Hassan married Samirah Muzaffar, a senior executive at the Malaysian Intellectual Property Corporation (MyIPO). The couple had one son, three stepchildren and a son from a previous marriage.

== Career ==
Hassan worked as an executive with CIMB corporate finance department from 1997 to 2000. In 2001, he started Zarnet, a technology firm.

In July 2003, Hassan joined Cradle as head of structuring, while it was called Cradle Investment Programme (CIP). He was later appointed as CIP's strategy and policy advisor in 2004. He left the programme in 2005, returning in October 2007 (now called Cradle Fund) as its chief executive officer.

Hassan was instrumental in enacting the Angel Tax Incentive in Malaysia during his tenure with Cradle.
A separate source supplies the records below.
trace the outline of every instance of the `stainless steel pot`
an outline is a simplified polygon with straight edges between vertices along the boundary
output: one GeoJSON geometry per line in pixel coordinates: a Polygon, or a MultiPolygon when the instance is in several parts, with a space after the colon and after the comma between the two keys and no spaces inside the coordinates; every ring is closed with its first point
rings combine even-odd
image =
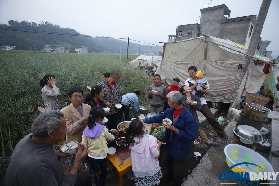
{"type": "Polygon", "coordinates": [[[146,115],[147,117],[151,117],[155,116],[158,116],[159,115],[159,113],[150,113],[147,114],[146,115]]]}
{"type": "Polygon", "coordinates": [[[237,136],[244,140],[244,141],[253,143],[259,143],[263,141],[263,137],[259,131],[254,127],[246,125],[240,125],[233,128],[233,132],[237,136]]]}
{"type": "Polygon", "coordinates": [[[257,144],[256,149],[259,151],[266,153],[271,148],[271,144],[268,141],[268,139],[257,144]]]}

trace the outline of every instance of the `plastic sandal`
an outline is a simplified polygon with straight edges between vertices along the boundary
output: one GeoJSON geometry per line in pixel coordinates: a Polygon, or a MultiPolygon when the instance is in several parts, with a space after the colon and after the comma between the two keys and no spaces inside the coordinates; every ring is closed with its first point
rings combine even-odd
{"type": "Polygon", "coordinates": [[[212,146],[216,146],[216,145],[217,145],[218,144],[218,143],[217,143],[217,142],[216,142],[216,144],[215,144],[215,142],[214,142],[213,141],[212,141],[212,142],[210,142],[210,144],[209,144],[209,145],[208,146],[208,148],[210,148],[211,147],[212,147],[212,146]]]}

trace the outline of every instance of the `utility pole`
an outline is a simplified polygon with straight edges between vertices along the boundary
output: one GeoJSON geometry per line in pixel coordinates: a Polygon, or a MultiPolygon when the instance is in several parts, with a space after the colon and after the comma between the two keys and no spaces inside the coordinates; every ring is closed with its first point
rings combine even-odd
{"type": "MultiPolygon", "coordinates": [[[[270,0],[271,1],[271,0],[270,0]]],[[[128,59],[128,51],[129,50],[129,37],[128,37],[128,46],[127,47],[127,59],[128,59]]]]}
{"type": "Polygon", "coordinates": [[[271,0],[263,0],[262,5],[261,5],[261,7],[259,12],[255,28],[253,31],[248,49],[247,49],[247,54],[252,55],[254,55],[271,2],[271,0]]]}

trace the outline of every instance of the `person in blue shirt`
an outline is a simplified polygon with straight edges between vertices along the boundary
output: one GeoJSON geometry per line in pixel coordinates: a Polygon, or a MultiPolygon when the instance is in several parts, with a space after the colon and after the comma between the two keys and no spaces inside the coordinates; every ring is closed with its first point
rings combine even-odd
{"type": "Polygon", "coordinates": [[[140,96],[140,91],[138,90],[135,90],[134,93],[126,94],[122,97],[121,105],[119,113],[118,123],[122,122],[123,120],[123,113],[125,117],[125,121],[130,121],[129,116],[130,107],[133,107],[133,112],[135,115],[138,113],[139,108],[139,98],[140,96]]]}

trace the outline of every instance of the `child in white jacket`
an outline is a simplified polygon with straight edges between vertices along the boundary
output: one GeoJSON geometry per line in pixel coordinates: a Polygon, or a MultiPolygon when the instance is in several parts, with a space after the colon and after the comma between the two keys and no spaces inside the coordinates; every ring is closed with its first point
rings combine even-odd
{"type": "Polygon", "coordinates": [[[145,123],[135,119],[126,130],[126,141],[132,157],[131,179],[134,180],[136,186],[159,185],[162,177],[158,160],[161,144],[157,144],[153,136],[145,134],[145,123]]]}

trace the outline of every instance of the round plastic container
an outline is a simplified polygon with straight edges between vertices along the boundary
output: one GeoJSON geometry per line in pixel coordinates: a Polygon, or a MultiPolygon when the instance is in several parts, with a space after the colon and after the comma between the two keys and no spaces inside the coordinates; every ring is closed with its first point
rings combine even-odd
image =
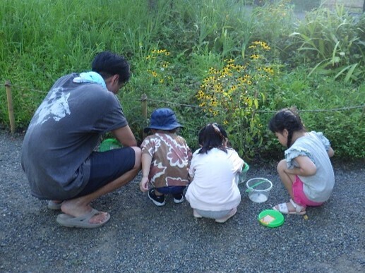
{"type": "Polygon", "coordinates": [[[268,199],[273,183],[268,179],[258,177],[247,181],[246,186],[249,198],[256,203],[262,203],[268,199]]]}

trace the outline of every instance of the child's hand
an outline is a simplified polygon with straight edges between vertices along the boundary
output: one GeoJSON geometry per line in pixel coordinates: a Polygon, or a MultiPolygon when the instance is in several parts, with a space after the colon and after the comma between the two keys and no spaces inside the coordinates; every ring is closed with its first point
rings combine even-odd
{"type": "Polygon", "coordinates": [[[148,190],[148,177],[143,177],[139,183],[139,188],[143,193],[148,190]]]}

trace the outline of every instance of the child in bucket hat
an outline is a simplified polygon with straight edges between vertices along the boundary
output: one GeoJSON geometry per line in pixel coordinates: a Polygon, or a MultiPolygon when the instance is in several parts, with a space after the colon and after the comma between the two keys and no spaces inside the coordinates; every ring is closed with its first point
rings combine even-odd
{"type": "Polygon", "coordinates": [[[192,153],[185,139],[176,133],[180,127],[174,111],[160,108],[152,113],[150,126],[144,129],[152,134],[140,145],[143,177],[139,186],[143,192],[148,190],[148,198],[157,206],[166,204],[166,194],[172,194],[175,203],[184,201],[192,153]]]}

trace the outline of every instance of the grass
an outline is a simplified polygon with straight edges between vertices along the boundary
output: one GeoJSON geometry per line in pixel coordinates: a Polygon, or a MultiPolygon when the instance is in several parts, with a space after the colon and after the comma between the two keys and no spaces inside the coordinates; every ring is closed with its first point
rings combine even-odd
{"type": "MultiPolygon", "coordinates": [[[[156,107],[172,108],[186,126],[181,133],[192,148],[196,147],[199,128],[220,117],[211,116],[206,109],[198,107],[196,95],[203,81],[212,68],[222,70],[229,59],[241,63],[251,61],[249,47],[257,40],[271,47],[263,66],[273,66],[275,75],[272,80],[260,80],[257,85],[260,96],[250,98],[257,101],[258,107],[250,110],[251,114],[258,110],[255,114],[259,121],[256,125],[246,127],[239,119],[234,119],[239,116],[242,106],[232,111],[239,116],[227,120],[227,127],[237,123],[232,128],[240,128],[232,131],[231,138],[237,143],[242,141],[240,138],[245,142],[245,138],[251,138],[237,148],[241,155],[252,157],[257,153],[280,150],[266,130],[273,110],[292,105],[305,110],[364,104],[365,88],[361,80],[365,71],[361,55],[365,50],[364,18],[355,22],[348,20],[343,10],[337,10],[337,13],[313,11],[308,17],[311,23],[297,22],[292,16],[293,1],[275,1],[253,10],[246,8],[245,5],[251,2],[160,0],[150,7],[142,0],[95,0],[90,12],[85,8],[90,5],[85,0],[55,0],[52,4],[46,0],[3,0],[0,81],[8,79],[13,83],[17,126],[20,130],[26,128],[59,77],[90,69],[95,54],[103,50],[124,54],[131,63],[133,77],[119,97],[139,140],[146,122],[138,114],[140,98],[146,94],[154,100],[148,102],[148,113],[156,107]],[[341,16],[339,11],[343,13],[341,16]],[[330,25],[326,23],[328,18],[331,19],[330,25]],[[313,24],[323,28],[311,31],[313,24]],[[351,31],[342,31],[345,27],[351,31]],[[341,31],[336,32],[337,29],[341,31]],[[290,36],[294,32],[306,35],[305,44],[290,36]],[[330,40],[331,33],[340,43],[330,40]],[[346,40],[344,33],[351,33],[352,40],[346,40]],[[321,44],[316,43],[323,34],[326,44],[322,50],[321,44]],[[335,69],[325,67],[328,73],[325,73],[323,68],[316,67],[318,62],[312,61],[316,59],[305,46],[307,44],[325,52],[324,60],[333,61],[337,55],[342,58],[342,51],[346,59],[341,59],[342,66],[335,69]],[[149,59],[158,51],[169,54],[149,59]]],[[[255,69],[259,71],[260,67],[255,69]]],[[[232,82],[239,78],[231,78],[232,82]]],[[[0,92],[0,123],[8,126],[5,92],[0,92]]],[[[364,157],[361,111],[304,115],[311,128],[323,129],[330,137],[339,154],[364,157]],[[342,133],[352,138],[343,138],[342,133]]]]}

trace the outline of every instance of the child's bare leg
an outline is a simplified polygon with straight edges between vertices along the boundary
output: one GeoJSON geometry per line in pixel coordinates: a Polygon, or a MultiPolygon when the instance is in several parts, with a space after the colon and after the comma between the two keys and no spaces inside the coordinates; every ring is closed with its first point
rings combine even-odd
{"type": "Polygon", "coordinates": [[[286,171],[287,168],[287,162],[285,159],[281,160],[277,164],[277,173],[279,174],[279,176],[280,176],[280,179],[282,180],[284,186],[287,189],[290,198],[294,200],[293,195],[293,183],[295,181],[295,175],[289,174],[286,171]]]}

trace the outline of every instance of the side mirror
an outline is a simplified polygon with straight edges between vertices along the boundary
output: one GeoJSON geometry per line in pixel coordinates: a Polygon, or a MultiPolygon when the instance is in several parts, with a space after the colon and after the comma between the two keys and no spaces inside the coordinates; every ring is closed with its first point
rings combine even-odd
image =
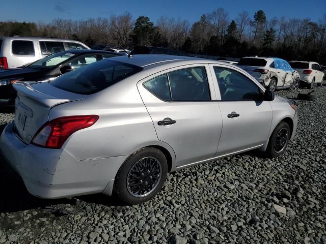
{"type": "Polygon", "coordinates": [[[274,93],[269,90],[265,90],[264,93],[264,100],[271,101],[274,100],[274,93]]]}
{"type": "Polygon", "coordinates": [[[65,74],[73,70],[72,67],[70,65],[65,65],[60,68],[61,74],[65,74]]]}

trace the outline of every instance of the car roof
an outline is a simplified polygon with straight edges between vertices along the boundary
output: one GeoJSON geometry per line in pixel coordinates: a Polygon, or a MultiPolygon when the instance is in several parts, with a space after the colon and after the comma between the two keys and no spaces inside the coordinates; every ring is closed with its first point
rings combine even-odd
{"type": "MultiPolygon", "coordinates": [[[[103,53],[107,54],[114,54],[116,56],[126,56],[125,54],[119,53],[115,52],[110,52],[108,51],[103,51],[102,50],[94,50],[94,49],[71,49],[66,50],[66,51],[62,51],[60,52],[62,54],[65,53],[73,53],[74,54],[84,54],[88,53],[103,53]]],[[[55,53],[53,53],[54,54],[55,53]]]]}
{"type": "Polygon", "coordinates": [[[167,63],[177,63],[183,60],[204,60],[204,63],[210,63],[208,59],[204,58],[165,54],[134,54],[130,55],[130,57],[123,55],[123,56],[114,57],[111,59],[141,67],[160,63],[163,64],[167,63]]]}

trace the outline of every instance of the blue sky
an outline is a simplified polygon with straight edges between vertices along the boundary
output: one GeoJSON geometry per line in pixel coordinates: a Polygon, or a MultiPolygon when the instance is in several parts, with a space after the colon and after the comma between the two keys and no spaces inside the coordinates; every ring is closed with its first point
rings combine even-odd
{"type": "Polygon", "coordinates": [[[326,0],[0,0],[0,21],[49,22],[56,18],[73,20],[107,17],[129,12],[134,19],[146,15],[154,23],[161,16],[180,17],[191,23],[203,13],[223,8],[230,20],[241,11],[252,17],[259,9],[274,17],[309,18],[318,21],[326,13],[326,0]]]}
He helped to establish the Malaysian Business Angel Network (MBAN) where he served as secretariat chairman. He was a member of Technopreneurs Association of Malaysia (TeAM).

He was a board member of the Malaysian Global Innovation & Creativity Centre (MaGIC) from its inception in April 2014 to February 2015. Hassan was a board member of Cradle’s venture capital arm, Cradle Seed Ventures (CSV) until death.

== Death ==
Nazrin Hassan died in a controversial fire in an upper bedroom in his home on the eve of Hari Raya and final day of Ramadan on June 14, 2018. He was 45 years old. Initially, the post-mortem report claimed that cause of death was shrapnel from a mobile phone explosion. On June 25, a forensic report stated the discovery of gasoline stains on his body, bed and mobile phone which led to the reclassification of the case as murder. His wife and her ex-husband (Nizam Mydin) and other family members were detained in September, but released without charges.